Thanks for sharing the resources. But I am afraid Wave Propagations(2).zip and expected output.zip files have same results.page13_Fig_1_Fig_3.zip (160.1 KB)
However, as per my understanding you want to extract image and related caption together. Please find updated code snippet. Hopefully it will help you to accomplish the task.
Document interimdoc = new Document("Wave Propagation(004)_page13.docx");
int i = 1;
ArrayList nodes = null;
// Get the paragraphs that start with "Fig".

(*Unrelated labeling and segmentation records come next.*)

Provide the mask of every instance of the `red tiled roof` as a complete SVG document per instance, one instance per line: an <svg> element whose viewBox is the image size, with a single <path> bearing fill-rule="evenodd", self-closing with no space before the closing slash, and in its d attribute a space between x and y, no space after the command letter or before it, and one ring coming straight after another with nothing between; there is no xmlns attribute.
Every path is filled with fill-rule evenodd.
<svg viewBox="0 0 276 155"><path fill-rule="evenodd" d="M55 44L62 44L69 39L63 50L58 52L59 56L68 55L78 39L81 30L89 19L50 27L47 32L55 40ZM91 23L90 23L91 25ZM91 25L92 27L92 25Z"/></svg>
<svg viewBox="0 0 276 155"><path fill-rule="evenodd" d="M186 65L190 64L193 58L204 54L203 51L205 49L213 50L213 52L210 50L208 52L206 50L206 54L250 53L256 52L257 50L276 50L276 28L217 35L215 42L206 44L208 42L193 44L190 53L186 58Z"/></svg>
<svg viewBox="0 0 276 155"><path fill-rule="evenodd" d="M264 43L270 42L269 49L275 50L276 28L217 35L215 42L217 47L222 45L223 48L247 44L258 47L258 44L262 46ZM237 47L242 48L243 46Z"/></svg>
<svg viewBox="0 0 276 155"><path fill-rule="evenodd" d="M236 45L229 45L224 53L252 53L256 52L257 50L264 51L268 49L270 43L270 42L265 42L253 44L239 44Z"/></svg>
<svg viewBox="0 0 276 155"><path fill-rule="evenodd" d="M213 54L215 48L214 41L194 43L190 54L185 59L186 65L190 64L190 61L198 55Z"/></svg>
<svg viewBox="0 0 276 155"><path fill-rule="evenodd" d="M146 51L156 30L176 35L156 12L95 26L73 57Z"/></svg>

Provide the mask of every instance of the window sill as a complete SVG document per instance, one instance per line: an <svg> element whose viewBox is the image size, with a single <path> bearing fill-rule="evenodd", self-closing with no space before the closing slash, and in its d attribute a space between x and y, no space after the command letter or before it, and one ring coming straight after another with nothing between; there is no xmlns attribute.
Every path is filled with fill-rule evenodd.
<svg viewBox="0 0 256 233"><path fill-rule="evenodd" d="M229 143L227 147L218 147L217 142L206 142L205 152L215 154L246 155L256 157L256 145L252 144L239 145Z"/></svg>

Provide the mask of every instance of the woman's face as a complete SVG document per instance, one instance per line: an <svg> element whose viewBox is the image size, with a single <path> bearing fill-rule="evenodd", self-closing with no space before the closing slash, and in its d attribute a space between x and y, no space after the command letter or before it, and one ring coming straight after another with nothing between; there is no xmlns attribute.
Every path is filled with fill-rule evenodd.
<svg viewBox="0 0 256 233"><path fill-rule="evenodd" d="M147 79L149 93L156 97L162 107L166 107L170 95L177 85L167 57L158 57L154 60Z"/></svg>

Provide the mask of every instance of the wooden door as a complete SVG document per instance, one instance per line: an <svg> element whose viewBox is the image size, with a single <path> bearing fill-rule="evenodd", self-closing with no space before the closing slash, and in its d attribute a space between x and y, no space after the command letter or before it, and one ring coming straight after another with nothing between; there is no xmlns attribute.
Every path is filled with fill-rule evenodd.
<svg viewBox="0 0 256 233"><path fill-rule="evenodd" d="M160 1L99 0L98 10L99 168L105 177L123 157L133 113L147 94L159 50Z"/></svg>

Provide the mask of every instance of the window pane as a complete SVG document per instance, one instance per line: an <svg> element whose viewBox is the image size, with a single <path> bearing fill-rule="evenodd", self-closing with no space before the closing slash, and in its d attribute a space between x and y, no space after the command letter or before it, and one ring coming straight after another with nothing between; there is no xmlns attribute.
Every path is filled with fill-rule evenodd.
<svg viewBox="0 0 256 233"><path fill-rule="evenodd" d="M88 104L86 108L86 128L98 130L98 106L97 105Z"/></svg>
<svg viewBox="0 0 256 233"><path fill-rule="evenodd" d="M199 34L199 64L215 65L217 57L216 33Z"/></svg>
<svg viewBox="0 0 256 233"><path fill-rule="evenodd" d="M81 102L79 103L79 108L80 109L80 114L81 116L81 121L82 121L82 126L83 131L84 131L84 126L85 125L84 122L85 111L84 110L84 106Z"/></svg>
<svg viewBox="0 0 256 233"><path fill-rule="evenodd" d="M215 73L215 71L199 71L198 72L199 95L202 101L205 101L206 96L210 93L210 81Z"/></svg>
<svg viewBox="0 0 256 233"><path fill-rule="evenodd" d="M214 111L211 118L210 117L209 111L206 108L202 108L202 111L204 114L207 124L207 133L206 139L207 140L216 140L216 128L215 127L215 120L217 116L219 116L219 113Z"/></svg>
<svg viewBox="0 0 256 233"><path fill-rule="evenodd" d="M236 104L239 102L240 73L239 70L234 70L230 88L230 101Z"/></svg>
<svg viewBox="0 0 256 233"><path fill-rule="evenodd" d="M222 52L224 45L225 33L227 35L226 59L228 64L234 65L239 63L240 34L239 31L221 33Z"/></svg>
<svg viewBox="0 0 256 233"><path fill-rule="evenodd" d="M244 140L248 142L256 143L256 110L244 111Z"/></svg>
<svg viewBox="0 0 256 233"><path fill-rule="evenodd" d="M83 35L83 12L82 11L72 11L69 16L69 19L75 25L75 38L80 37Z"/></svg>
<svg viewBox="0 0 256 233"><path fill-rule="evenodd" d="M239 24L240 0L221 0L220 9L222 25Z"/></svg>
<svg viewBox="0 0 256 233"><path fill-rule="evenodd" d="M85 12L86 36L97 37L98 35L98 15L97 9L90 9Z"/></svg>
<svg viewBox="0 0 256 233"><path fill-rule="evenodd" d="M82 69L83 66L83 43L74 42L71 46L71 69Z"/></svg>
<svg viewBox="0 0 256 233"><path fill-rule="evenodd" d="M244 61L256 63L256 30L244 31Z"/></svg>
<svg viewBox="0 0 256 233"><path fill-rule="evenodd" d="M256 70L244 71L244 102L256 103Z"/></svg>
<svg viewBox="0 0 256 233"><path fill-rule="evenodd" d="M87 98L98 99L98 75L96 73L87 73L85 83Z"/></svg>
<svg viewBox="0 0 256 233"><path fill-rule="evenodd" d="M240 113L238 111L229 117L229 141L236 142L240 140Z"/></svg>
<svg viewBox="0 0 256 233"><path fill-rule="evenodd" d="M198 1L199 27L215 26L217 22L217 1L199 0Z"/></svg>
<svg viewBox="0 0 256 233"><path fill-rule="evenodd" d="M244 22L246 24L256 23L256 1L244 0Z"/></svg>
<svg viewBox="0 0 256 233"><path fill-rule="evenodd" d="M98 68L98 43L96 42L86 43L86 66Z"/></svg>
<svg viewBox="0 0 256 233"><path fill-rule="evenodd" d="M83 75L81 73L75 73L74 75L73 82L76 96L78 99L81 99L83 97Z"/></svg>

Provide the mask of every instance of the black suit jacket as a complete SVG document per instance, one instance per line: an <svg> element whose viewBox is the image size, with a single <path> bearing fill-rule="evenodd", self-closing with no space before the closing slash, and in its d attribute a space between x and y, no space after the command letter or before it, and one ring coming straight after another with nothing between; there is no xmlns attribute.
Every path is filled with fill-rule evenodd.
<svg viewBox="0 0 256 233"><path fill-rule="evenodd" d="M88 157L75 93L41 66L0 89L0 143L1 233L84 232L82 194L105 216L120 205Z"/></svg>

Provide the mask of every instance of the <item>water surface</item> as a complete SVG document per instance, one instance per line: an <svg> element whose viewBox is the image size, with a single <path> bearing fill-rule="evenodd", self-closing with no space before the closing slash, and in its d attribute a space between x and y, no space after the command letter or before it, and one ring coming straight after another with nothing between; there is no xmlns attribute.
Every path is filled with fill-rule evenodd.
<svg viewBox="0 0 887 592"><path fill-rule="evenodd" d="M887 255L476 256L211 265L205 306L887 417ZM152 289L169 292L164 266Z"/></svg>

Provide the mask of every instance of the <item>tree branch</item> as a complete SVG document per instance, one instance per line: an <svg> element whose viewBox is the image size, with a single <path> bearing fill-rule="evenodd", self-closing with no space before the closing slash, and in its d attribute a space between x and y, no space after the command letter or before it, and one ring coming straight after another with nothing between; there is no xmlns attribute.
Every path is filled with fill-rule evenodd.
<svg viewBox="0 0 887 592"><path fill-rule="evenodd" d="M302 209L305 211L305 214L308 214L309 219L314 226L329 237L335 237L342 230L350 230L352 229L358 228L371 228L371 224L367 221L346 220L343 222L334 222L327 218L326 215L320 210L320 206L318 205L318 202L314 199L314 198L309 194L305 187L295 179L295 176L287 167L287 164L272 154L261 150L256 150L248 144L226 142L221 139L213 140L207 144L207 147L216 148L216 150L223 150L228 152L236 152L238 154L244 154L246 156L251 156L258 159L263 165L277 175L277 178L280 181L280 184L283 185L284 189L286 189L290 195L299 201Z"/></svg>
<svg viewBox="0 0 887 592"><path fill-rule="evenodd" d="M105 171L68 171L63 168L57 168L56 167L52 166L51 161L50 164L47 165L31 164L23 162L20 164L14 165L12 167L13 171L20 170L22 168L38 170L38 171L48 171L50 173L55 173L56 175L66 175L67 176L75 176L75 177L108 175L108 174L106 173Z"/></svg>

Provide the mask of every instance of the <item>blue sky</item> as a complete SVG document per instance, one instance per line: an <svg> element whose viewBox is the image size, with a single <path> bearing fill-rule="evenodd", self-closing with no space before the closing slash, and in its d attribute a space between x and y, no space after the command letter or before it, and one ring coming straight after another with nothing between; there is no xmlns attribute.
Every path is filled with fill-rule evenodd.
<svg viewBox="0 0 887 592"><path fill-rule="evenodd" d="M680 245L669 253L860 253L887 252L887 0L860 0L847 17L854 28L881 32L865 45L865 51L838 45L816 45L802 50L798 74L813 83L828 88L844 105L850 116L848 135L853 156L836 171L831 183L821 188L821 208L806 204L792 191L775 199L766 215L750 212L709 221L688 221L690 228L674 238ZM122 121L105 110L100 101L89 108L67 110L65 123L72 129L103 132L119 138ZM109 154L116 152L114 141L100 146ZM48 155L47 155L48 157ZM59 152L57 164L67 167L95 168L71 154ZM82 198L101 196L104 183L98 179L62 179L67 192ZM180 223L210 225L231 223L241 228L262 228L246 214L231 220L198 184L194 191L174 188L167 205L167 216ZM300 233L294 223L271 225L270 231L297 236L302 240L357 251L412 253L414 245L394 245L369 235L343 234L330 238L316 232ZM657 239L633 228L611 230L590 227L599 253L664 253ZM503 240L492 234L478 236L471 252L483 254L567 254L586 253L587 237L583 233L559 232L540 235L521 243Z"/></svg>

for (Paragraph paragraph : (Iterable<Paragraph>)interimdoc
.getChildNodes(NodeType.PARAGRAPH, true))
{
// If want to include captions with Image
nodes = new ArrayList();
if (paragraph.toString(SaveFormat.TEXT).trim()
.startsWith("Fig"))
{
nodes.add(paragraph);
Node previousPara = paragraph.getPreviousSibling();
while (previousPara != null
&& previousPara.getNodeType() == NodeType.PARAGRAPH
&& previousPara
.toString(SaveFormat.TEXT)
.trim().length() == 0
&& ((Paragraph)previousPara).getChildNodes(
NodeType.SHAPE, true).getCount() > 0)
{
if (previousPara != null)
nodes.add(previousPara);
previousPara = previousPara.getPreviousSibling();
}
if (nodes.size() > 0)
{
// Reverse the node collection.
Collections.reverse(nodes);
// Extract the consecutive shapes and export them into
// new document
Document dstDoc = new Document();
dstDoc.removeAllChildren();
dstDoc.ensureMinimum();
for (Paragraph para : (Iterable<Paragraph>)nodes)
{
NodeImporter importer = new NodeImporter(interimdoc,
dstDoc, ImportFormatMode.KEEP_SOURCE_FORMATTING);
Node newNode = importer.importNode(para, true);
dstDoc.getFirstSection().getBody().appendChild(newNode);
dstDoc.save("E:/data/image_" + i + ".docx");
}
i++;
nodes.clear();
}
}
}
Thanks for your feedback. Please note while condition is failing for Fig 6 because its parent paragraph contains some text runs. You can remove following condition from while loop, it will help you to resolve the issue.
Furthermore, please check document explorer example, a very useful example. It will help you to understand the document object model(DOM) of a document and tune your code accordingly.